It's not really a comparable situation what so ever.


----------



## Reggie Dunlop (Nov 2, 2015)

RapShepard said:


> Okay that makes more sense. The way it reads, it came off like everybody would be making their own stories.


Yeah, it did read that way. But I attribute that to the fact that Meltzer can’t write worth a shit. Combine that with his penchant for inserting his opinions and suppositions into his facts, and, well, you get this. 

From what I’ve seen and heard, I’ve always assumed that some one (or ones) will come up with the general direction — who’s feuding with whom and why, and who’s eventually going over — and leaving how to tell the story to the wrestlers. That’s where the rubber meets the road and the real stars will stand apart from the rest. Weekly tv ought to be a whole lotta fun.


----------



## Darkest Lariat (Jun 12, 2013)

I find it difficult to believe that a guy who owns an NFL team doesn't understand the value of direction and leadership.

My Meltzer bullshit detector is going off.


----------



## Natecore (Sep 16, 2013)

This company is going to fucking rule!


----------



## EMGESP (Apr 3, 2016)

The Inbred Goatman said:


> He noted this on the radio show this morning, the show is literally going to be the Wrestlers coming up with storylines and promos, and Tony Khan having the final say of approval on everything.
> 
> *Could be an absolute train wreck,* but it's exciting nonetheless, it's definitely going to be a different style of show than we've seen before.


I hope you realize that before WWE got all heavily scripted this was how wrestling was done for decades, wrestlers coming up with their own shit.


----------



## LIL' WINNING FOOT (Sep 21, 2004)

SayWhatAgain! said:


> Sounds like WCW.
> 
> Get Russo in.
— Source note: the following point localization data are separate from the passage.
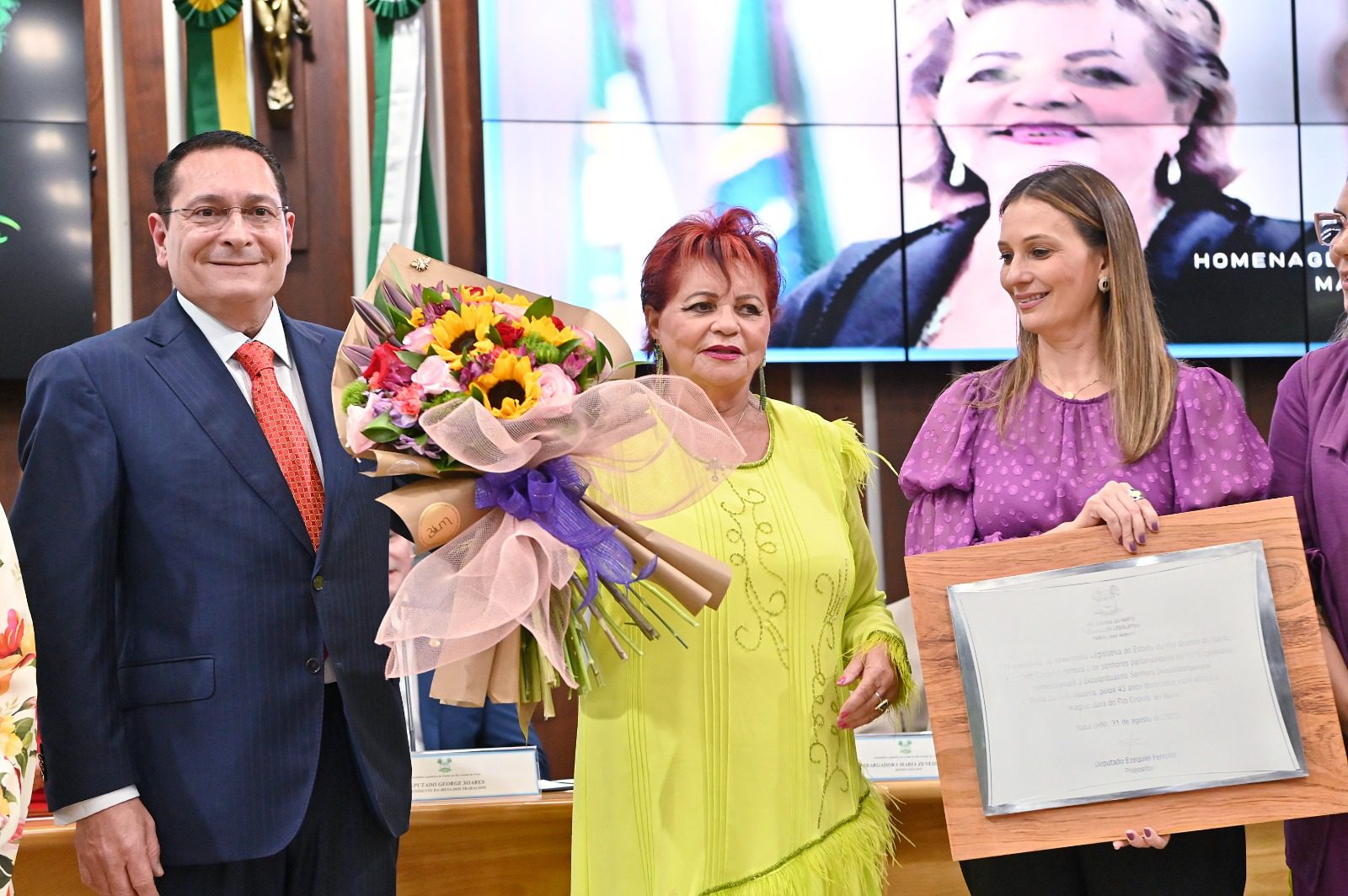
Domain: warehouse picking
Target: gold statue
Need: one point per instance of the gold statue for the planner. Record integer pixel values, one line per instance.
(280, 19)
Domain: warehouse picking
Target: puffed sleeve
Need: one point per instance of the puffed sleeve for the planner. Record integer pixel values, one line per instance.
(1289, 440)
(18, 698)
(939, 472)
(867, 621)
(1217, 455)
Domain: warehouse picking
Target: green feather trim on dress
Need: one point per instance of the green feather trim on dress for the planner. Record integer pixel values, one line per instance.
(851, 859)
(898, 655)
(859, 461)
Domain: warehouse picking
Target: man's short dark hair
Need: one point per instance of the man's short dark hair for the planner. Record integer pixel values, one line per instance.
(166, 170)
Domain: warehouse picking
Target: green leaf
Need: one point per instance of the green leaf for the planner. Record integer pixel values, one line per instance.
(411, 359)
(541, 307)
(382, 430)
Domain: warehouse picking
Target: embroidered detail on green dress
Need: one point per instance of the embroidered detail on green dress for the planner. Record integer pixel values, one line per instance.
(849, 859)
(826, 697)
(754, 529)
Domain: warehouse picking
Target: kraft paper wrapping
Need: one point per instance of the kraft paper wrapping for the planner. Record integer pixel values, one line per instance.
(438, 509)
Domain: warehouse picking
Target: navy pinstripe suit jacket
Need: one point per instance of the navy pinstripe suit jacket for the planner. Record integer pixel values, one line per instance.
(177, 601)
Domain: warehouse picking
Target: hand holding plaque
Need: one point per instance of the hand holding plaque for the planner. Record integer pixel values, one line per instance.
(1127, 684)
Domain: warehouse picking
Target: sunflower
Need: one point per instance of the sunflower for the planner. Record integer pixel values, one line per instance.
(548, 330)
(457, 333)
(510, 387)
(492, 294)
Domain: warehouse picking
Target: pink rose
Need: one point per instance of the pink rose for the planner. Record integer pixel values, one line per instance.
(435, 376)
(418, 340)
(575, 363)
(586, 337)
(357, 418)
(556, 390)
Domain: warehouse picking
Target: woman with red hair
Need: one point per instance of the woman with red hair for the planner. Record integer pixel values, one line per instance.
(730, 765)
Let's have AEW be the fun car crash tv show, as opposed to the wrestling show NXT will put on. I know I'd rather see segments, promos and angles than just vanilla matches. Car crash shit tv draws.


Knock it off. This isn't 1999. The audience has changed and so have television viewership. What you call "crash tv" happens everywhere now. It isn't unique, especially in pro wrestling. And LOL @ asking Russo to come in. That would surely be the death knell for AEW as a viable alternative to WWE.
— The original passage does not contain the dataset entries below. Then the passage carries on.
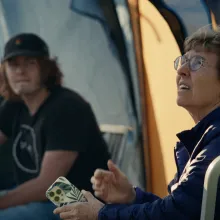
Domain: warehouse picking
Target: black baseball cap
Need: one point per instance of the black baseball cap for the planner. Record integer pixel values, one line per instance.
(25, 44)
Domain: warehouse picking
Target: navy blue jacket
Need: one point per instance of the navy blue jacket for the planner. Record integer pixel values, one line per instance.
(197, 148)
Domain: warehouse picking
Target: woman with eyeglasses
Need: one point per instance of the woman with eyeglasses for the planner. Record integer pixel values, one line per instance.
(198, 91)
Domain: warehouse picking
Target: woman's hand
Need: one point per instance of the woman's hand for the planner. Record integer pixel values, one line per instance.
(113, 186)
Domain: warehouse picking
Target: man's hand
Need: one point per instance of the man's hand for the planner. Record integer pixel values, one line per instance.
(113, 186)
(81, 210)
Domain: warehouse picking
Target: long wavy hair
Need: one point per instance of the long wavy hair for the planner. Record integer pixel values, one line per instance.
(50, 73)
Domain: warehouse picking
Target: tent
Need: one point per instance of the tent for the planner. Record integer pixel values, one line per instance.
(119, 55)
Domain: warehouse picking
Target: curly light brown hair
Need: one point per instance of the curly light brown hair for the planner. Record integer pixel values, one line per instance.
(51, 76)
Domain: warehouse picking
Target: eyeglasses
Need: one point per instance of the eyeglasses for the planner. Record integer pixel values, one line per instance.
(194, 63)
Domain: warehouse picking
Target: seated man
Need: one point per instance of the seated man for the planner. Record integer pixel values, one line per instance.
(54, 130)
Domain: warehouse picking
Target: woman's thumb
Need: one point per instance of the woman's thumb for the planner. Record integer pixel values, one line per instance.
(88, 195)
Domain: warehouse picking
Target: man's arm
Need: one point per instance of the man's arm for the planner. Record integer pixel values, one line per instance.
(55, 164)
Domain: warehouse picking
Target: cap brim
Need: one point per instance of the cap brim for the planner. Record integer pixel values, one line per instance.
(22, 53)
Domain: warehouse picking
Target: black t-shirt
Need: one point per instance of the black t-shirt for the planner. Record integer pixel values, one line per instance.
(65, 121)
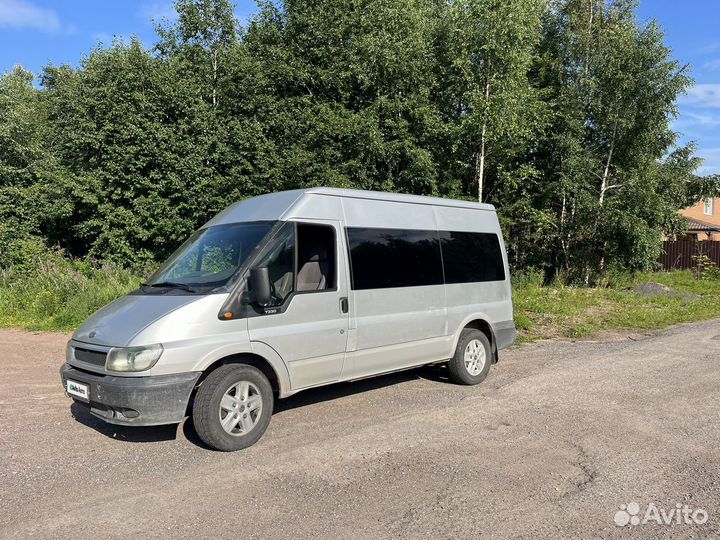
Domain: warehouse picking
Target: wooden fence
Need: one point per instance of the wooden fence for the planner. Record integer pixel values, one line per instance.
(678, 254)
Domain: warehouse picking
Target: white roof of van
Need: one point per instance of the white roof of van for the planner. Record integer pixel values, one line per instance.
(279, 205)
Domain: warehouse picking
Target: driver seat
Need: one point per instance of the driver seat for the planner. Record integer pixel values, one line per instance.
(313, 275)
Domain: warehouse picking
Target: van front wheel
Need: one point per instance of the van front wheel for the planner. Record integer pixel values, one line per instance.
(233, 407)
(472, 359)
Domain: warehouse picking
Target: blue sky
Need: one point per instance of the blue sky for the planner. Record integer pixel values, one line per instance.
(36, 32)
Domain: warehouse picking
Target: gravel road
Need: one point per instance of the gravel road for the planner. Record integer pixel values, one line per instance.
(557, 438)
That said, while I don't think you need writers for wrestlers to cut promos, having bulletin points or a central point to your promos for your agents to get across the wrestler for his/her promo is still essential. Some of these guys and girls can't cut a promo and are going to look like a deer in headlights on TNT. You have the likes of Arn, Tully, Dustin, Jericho in your company. Use their expertise in how to cut an effective promo without it coming off as contrived or forced.


----------



## Dat dude Savage (Aug 15, 2019)

If true, this company could fail miserably. But we shall see


----------



## looper007 (Dec 20, 2014)

Wait the same people on here complain and moan about WWE writers, and wished the guys and ex wrestlers had a say in how feuds go and cut their own promo's. Now a company are doing it, and the same people are shitting all over it. This is the modern wrestling fan lol.


----------



## LongPig666 (Mar 27, 2019)

"_the show is literally going to be the Wrestlers coming up with storylines and promos_"

This is how it should be! Pretty much all the wrestlers prior to joining AEW (with the exception of the WWE ones) have been responsible fro their own creativity, direction & product. All they will be doing differently is collaborating more frequently with other people.
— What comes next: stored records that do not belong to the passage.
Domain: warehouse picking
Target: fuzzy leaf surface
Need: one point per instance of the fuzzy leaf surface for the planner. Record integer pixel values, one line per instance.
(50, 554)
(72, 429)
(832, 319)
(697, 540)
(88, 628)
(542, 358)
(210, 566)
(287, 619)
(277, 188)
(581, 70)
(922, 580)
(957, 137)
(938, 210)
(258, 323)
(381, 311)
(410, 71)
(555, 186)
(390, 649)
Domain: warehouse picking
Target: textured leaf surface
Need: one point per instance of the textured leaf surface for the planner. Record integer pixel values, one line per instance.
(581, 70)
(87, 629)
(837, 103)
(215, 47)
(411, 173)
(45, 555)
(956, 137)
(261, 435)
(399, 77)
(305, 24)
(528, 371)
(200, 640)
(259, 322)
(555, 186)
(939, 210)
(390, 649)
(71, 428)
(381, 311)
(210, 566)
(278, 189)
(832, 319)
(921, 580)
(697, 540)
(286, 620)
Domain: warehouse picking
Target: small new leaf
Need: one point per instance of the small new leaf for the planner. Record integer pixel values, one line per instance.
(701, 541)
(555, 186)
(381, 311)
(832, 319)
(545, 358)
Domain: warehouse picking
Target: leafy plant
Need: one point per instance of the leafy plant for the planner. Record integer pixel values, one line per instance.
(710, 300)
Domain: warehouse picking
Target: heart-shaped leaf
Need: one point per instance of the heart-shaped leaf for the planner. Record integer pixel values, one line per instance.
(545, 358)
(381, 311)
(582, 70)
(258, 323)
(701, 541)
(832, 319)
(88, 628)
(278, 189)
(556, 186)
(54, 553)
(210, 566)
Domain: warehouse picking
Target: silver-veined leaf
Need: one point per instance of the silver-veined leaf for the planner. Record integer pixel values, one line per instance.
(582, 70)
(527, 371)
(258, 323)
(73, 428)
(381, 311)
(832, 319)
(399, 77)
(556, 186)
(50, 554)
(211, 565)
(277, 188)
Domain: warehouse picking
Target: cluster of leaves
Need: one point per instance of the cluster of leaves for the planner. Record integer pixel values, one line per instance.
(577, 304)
Its sad that people think wrestlers should be just cattle getting told what to do by an all seeing centralized and controlling demagogue.


----------



## Eva MaRIHyse (Jun 20, 2014)

Wont work in the long run, if you're shooting down one wrestlers idea but going with anothers idea you're just creating resentment from the guy whose idea wasnt good enough.

What happens when two people propose an idea for a Title feud and you have to say no to one of them?

Ideally, in a perfect scenario you need someone completely unbiased overseeing it all who can best judge direction and ideas to go down. 

Just steer clear of the WWE way where they only care about 5% of their roster.


----------



## patpat (Feb 17, 2019)

MOBELS said:


> The massive difference between AEW and NJPW is that NJPW doesn't rely on a weekly television show like AEW is going to be.
> 
> It's not really a comparable situation what so ever.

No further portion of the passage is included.